My teacher never explained this, which is understandable given that I am in a High School math class, and there isn't much time for the teacher to go into the actual derivations of everything. I am wondering because I plan to major in Mathematics, and having a conceptual understanding of this is important to me.
If anyone could explain the reason extraneous solutions exist for the three examples I noted, it would be of great help to me.
Best Answer
One reason extraneous solutions exist is because some functions are not injective. In particular, given an equality
$$a(x)=b(x)$$
we can square both sides to get
$a(x)^2 = b(x)^2$. It is true that $a(x)=b(x) \Longrightarrow a(x)^2 = b(x)^2$; however, it is not true that $a(x)^2 = b(x)^2 \Longrightarrow a(x)=b(x)$. In particular, we may have $a(x) = -b(x)$.

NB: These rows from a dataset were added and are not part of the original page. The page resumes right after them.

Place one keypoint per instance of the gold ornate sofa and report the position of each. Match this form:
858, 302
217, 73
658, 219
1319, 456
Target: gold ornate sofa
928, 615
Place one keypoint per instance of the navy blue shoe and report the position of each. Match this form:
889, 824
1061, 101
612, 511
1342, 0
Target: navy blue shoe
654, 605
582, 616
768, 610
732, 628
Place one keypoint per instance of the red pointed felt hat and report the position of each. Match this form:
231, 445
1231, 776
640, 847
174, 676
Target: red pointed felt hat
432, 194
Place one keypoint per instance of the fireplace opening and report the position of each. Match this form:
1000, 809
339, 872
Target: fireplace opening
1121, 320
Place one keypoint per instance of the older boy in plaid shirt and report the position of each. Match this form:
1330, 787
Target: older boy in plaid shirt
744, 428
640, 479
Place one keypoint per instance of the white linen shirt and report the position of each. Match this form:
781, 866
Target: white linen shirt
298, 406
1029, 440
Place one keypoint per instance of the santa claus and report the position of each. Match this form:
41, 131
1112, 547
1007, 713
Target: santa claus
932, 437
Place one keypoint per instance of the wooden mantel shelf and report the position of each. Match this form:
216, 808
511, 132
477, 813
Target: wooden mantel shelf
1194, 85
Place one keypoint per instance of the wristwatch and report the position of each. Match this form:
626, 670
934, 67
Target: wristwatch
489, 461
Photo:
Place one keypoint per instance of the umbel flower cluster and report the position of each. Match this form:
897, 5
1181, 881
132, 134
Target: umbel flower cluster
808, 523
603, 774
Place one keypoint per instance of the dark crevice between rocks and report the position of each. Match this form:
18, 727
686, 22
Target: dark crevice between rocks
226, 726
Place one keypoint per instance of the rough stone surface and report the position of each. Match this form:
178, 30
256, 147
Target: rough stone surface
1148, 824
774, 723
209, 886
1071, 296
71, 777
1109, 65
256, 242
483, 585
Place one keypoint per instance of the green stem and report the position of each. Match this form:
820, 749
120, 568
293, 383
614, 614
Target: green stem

Consequently, we may have solutions $x$ to the equation $a(x)^2 = b(x)^2$ which satisfy $a(x) = -b(x)$ but not $a(x) = b(x)$. These are extraneous. In general, you will not lose solutions squaring both sides, but gain extraneous ones.
Another reason is domain considerations. Consider the logarithmic equation
$\log(f(x)) + \log(g(x)) = \log(h(x))$
We thus solve $f(x) \cdot g(x) = h(x)$. We might get a bunch of solutions $x$ to this equation, but they are only valid so long as $f(x)$ and $g(x)$ are greater than zero, because the identity $\log(x) + \log(y) = \log(xy)$ only works for positive $x,y$. However, again, you will not lose solutions with this method. If $x$ satisfies $\log(f(x)) + \log(g(x)) = \log(h(x))$, then that $x$ also must satisfy $f(x) \cdot g(x) = h(x)$.
You have to remember what you do when you solve an equation. It is easy to forget since it is almost second nature to us. What you do is alter the given equation such that solutions to the equation are preserved. When adding and subtracting, there is never a problem, since adding and subtracting are bijective maps. Other functions may not be as nice, and your altered equation may yield solutions which do not solve your original equation.